For ecommerce, the trillion-dollar milestone will show how the future continues to point up. While a decade's worth of growth is longer being realized in a single quarter, the trajectory is still pushing ahead of the pre-pandemic picture. As ecommerce continues to gain more share, the time between trillions will continue to get shorter.
In-person shopping growth outpaced ecommerce in 2022.
Ecommerce sales passed a big milestone in 2022, but also posted slowing growth in a year that was marked by a comedown from the pandemic boom.
The U.S. Commerce Department released the following data on ecommerce retail sales for the fourth quarter of 2022 and full year.
On a quarterly basis, ecommerce sales of $262 billion declined 0.1% from the third quarter. This was less of a decline than overall retail sales, which fell 0.3%.
On an annual basis, retail sales grew 6.5% from the fourth quarter of 2021.
Ecommerce sales as a share of overall retail was 14.7%.
Ecommerce sales totaled $1,034.1 billion. That’s an increase of 7.7% from 2021. Totals came in below overall retail sales growth of 8.1%.
Ecommerce as a share of overall retail was 14.6%, which was even with the share in 2021.
Ecommerce retail sales (2013-2023)
Billion-dollar milestone: As widely expected, ecommerce sales crossed the twelve-figure mark. That’s the first time sales ever reached $1 trillion in a single year. The significant milestone is the result of massive growth during the pandemic-prompted shift to digital channels and demand for goods that has sustained into continued gains.
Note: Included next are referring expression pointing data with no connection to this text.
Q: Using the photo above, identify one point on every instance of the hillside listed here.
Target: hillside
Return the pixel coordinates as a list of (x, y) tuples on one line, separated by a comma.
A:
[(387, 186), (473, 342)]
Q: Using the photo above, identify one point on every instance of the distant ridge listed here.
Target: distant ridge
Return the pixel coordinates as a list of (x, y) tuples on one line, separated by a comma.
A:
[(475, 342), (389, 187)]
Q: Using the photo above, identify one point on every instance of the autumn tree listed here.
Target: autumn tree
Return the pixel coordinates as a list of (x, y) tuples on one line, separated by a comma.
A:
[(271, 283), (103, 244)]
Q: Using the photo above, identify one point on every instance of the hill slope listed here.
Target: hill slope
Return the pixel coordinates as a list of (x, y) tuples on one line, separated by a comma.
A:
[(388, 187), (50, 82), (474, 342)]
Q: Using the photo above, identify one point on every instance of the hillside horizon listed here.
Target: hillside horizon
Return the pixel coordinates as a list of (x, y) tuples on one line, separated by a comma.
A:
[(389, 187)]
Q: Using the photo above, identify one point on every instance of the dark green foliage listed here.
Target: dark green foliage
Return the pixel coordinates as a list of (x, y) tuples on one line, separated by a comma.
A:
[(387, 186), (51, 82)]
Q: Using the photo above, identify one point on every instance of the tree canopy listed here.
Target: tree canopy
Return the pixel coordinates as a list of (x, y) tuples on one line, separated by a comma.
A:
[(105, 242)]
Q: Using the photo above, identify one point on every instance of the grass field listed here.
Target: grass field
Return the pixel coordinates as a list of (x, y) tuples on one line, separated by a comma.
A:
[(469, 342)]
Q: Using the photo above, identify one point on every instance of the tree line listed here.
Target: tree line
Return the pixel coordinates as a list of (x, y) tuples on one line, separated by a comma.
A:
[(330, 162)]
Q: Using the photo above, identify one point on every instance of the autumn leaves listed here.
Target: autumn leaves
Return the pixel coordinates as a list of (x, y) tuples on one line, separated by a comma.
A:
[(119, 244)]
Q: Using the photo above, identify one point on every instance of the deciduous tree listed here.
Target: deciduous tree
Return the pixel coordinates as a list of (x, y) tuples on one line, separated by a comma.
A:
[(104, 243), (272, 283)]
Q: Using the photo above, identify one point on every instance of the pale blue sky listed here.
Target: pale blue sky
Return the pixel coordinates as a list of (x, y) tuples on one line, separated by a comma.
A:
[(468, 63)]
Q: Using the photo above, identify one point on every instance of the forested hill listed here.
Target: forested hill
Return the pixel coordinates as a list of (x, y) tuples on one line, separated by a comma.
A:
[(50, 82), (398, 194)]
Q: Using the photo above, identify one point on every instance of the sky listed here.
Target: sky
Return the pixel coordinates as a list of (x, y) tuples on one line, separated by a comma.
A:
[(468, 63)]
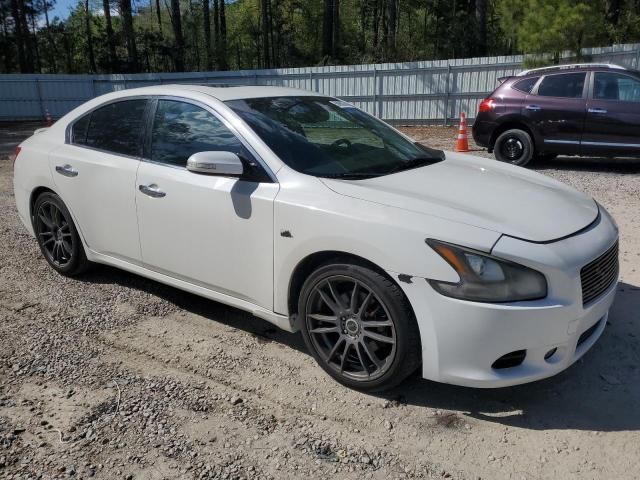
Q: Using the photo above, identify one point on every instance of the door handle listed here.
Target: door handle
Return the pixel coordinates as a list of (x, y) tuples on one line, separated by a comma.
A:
[(152, 190), (66, 170)]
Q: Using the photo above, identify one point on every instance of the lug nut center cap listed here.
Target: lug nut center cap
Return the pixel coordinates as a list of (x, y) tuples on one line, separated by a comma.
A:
[(351, 326)]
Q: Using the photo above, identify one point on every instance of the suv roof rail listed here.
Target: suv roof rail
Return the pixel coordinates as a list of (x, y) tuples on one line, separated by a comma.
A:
[(570, 66)]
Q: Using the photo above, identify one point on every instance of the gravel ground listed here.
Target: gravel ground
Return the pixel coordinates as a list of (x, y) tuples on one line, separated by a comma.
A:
[(113, 376)]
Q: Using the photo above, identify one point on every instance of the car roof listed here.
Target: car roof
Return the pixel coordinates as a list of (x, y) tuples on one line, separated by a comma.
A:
[(222, 93), (570, 67)]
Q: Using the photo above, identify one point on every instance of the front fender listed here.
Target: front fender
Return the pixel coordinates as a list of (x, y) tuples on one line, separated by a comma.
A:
[(310, 218)]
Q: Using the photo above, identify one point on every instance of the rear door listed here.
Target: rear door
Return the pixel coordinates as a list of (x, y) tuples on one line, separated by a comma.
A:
[(95, 175), (612, 124), (556, 111)]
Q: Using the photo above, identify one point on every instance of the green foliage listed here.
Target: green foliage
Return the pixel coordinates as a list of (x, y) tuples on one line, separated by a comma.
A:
[(364, 31), (540, 26)]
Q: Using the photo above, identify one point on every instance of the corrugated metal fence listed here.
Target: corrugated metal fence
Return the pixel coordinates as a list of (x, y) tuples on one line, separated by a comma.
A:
[(403, 93)]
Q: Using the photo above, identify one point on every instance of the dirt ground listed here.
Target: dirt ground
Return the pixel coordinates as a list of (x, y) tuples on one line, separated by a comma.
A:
[(110, 375)]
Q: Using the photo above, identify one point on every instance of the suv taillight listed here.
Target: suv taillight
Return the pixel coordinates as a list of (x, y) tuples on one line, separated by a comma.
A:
[(487, 105)]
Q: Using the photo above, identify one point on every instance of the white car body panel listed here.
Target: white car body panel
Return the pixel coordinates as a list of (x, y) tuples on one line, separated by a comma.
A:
[(241, 244), (103, 199), (221, 227)]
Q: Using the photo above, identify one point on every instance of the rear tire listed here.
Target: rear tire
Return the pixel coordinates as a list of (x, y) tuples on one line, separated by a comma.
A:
[(57, 236), (359, 327), (515, 147)]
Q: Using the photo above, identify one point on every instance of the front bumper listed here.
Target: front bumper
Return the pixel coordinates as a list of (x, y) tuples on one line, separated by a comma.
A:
[(461, 340)]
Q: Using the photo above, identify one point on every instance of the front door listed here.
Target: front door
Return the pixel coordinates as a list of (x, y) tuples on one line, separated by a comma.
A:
[(212, 231), (612, 126)]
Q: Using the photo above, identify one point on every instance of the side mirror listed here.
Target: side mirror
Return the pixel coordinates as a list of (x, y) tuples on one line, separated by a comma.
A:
[(215, 163)]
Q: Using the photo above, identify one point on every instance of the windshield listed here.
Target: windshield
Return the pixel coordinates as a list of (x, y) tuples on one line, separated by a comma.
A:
[(330, 138)]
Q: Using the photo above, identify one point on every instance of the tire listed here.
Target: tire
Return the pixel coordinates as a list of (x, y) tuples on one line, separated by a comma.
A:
[(515, 147), (341, 335), (57, 236)]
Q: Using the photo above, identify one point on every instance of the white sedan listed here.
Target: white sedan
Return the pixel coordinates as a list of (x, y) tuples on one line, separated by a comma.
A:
[(315, 216)]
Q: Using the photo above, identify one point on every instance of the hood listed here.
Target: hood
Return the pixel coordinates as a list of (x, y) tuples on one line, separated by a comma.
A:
[(482, 193)]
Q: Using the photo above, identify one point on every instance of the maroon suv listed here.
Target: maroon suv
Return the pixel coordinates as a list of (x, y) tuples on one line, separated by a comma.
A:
[(586, 109)]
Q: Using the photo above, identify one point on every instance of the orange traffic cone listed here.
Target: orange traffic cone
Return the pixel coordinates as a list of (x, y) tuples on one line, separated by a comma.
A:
[(462, 144)]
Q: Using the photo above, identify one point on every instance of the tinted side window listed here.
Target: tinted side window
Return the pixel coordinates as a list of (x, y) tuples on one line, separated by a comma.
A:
[(526, 85), (568, 85), (612, 86), (181, 129), (79, 130), (117, 127)]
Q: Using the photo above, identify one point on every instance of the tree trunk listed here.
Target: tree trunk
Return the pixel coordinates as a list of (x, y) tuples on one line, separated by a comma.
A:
[(19, 34), (264, 30), (129, 34), (391, 28), (111, 46), (223, 37), (336, 27), (89, 39), (159, 14), (206, 23), (176, 23), (481, 18), (327, 29), (36, 47)]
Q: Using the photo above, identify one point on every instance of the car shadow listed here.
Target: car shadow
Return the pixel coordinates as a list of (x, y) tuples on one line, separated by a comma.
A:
[(589, 164), (601, 392), (209, 309)]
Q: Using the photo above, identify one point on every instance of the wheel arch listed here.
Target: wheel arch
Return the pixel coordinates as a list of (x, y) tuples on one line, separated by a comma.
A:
[(512, 123), (35, 193)]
Slowing growth: In the fourth quarter, sales growth of 6.5% continued a downward trend in ecommerce growth, marking the low point of 2022. While online shopping is still making gains, the percentage growth is coming down markedly from the peak pandemic days. In the fourth of 2021, growth was 11.1%. It hasn’t reached double digits since. Even more notable is that the slowest growth of the past five quarters occurred in the three-month period that includes the holiday season, which is supposed to be boom time for retail.
Ecommerce as a share of overall retail. (2013-2023)
Return to stores:For only the second time ever, overall retail grew faster than ecommerce in 2022. While this may seem inevitable that was marked by the realization of pent-up demand for in-person shopping, it’s worth noting that the second year where overall retail grew faster came in the pandemic ecommerce boom of 2021, when demand for goods peaked and supply chain issues piled up. With the impact of the wild swings dissipating in 2023, it will be worth watching whether this trend line recalibrates accordingly.
Steady share: Ecommerce as a share of overall retail remained stable in 2022, while continuing to track with the steady gains it was making in the pre-pandemic years. While the share was flat with 2021, it’s worth noting that ecommerce did not lose ground in a year that was dominated by a return to in-person shopping, consumer pullback on discretionary spending that is the hallmark of ecommerce, a privacy-prompted digital advertising reset and a general course correction by major ecommerce platforms that were too flush with inventory, people and space following the pandemic boom. In some years, holding the line is a kind of win in its own right.